Una vez más, el calendario me recuerda que hoy es un día especial. Una fecha que desde que tengo uso de razón he asociado a la onomástica que comparto con mi padre (felicidades, papá). Ése era, hasta el momento, el único matiz que me había hecho contemplar cada 13 de junio con un plus de ilusión. Y recalco lo de «hasta el momento» porque este 2017, además de celebrar mi santo (y el de mi padre), se cumple un año de una mudanza que permanecerá siempre en mi memoria. Un traslado que, quizás sin saberlo, comenzó a tomar forma aquel 30 de noviembre de 2013. Desde ese primer día, el futuro (que hoy es presente) estaba claro.
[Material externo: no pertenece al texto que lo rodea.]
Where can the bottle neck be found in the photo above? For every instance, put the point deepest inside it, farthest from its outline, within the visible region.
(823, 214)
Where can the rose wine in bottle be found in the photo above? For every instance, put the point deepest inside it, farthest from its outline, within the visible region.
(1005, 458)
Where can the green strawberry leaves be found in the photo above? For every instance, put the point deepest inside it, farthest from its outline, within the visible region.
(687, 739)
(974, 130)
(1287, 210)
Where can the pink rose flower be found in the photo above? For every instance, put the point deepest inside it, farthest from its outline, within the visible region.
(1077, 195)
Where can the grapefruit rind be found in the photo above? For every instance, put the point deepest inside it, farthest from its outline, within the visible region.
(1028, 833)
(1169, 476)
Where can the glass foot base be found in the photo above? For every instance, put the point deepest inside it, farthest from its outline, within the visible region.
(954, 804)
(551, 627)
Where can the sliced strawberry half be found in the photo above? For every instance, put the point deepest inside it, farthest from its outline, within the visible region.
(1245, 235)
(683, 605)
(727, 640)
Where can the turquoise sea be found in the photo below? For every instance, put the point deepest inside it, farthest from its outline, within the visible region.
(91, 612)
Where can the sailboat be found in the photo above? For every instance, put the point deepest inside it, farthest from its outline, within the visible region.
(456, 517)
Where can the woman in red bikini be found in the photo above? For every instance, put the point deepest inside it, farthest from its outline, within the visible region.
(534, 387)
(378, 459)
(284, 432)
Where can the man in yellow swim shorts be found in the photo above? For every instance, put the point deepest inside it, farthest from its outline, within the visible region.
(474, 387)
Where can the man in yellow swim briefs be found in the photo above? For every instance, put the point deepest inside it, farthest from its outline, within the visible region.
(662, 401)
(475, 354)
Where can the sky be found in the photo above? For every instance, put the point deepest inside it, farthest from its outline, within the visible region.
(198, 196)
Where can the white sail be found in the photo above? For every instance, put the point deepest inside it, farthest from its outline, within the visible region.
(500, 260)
Yo diría que, incluso, escrito. Solo hacía falta algo de tiempo y que las circunstancias fueran las más apropiadas. Y así sucedió.

Los días y las semanas transcurrieron entre la ilusión (la misma que hoy late con toda la fuerza del mundo) y el convencimiento de que era el momento. Nuestro momento. Los tres teníamos la certeza de que todo iba a salir bien y por eso no lo dudamos. Pusimos una fecha y el 13 de junio de 2016 escribimos los primeros capítulos de una historia maravillosa. Una historia que, tal y como planeamos cuando vivir bajo el mismo techo no era más que un sueño, se ajusta a todo lo que proyectamos mientras dábamos los últimos retoques a nuestro hogar. Allí compartimos cada día millones de anécdotas que nos dibujan las sonrisas más grandes que se pueden esbozar. Allí, cada instante es una fiesta que merece la pena celebrar en familia. Como este 13 de junio.